Vion Foods sells the mill to 2Sisters, owned by a West Midlands businessman, Ranjit Boparan. 2Sisters operation is transferred to a new company, owned by the same Boparan directorship, called 2Agriculture. (2Agriculture initially did not want the mills, and they were about to be sold to ABM until the separation of 2Sisters and 2Agriculture rendered the mills potentially profitable).

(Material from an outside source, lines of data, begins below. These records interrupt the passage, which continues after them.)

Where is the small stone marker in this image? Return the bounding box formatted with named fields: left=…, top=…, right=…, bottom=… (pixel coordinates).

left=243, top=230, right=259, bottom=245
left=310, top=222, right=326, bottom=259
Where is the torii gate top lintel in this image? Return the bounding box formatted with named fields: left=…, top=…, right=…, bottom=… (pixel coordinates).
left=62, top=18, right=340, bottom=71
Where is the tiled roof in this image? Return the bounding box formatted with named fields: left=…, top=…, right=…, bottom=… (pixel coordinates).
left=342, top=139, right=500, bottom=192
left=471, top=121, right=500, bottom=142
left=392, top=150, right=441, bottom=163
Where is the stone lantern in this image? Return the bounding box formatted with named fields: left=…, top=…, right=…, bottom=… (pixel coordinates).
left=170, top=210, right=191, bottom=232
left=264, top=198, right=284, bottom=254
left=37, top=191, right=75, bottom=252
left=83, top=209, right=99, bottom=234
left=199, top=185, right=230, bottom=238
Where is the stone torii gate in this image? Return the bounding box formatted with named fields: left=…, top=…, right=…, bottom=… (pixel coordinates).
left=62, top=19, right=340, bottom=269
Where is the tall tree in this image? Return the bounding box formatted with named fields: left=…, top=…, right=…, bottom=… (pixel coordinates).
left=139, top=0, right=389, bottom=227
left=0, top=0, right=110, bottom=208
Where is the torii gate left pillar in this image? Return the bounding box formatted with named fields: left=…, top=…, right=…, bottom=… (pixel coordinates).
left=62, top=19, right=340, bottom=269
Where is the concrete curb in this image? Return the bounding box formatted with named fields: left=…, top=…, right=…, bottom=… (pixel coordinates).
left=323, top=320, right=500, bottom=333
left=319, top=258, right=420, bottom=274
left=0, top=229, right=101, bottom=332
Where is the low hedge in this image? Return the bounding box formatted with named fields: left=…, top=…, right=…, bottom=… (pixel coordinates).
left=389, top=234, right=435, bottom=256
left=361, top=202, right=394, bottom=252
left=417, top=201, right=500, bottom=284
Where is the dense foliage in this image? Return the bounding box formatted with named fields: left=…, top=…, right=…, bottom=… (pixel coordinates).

Over the following years, Boparan buys, amongst other concerns, the Bernard Matthews company, and further grain mills, for example, at Bawsey. His mill at Ingliston, outside Edinburgh, is sold for redevelopment, with the declared intention of building a new modern mill at Rosyth.

New plant has been invested in under 2Ag: a gas boiler (which could be transported to a new site).

2015

British Sugar begins to diversify its operation at Wissington, to include the growing of medicinal cannabis.

2016

Richard Coates begins editing a reprint of his mother Doris’s 1979 history of the village, this time (in view of the subsequent decay and depredations, and the dwindling to a sliver of local employment – currently around half a dozen) expressing the view that the mill should be relocated.

2017

The ownership of the mill is transferred to Amber Real Estate, again owned by the Boparans. . The hiving-off of the mill-site to Amber Holdings means that Boparan can rent the site to, effectively, himself, and protect one business against the failure of another.

In June, a bank loan is raised against the weighbridge site.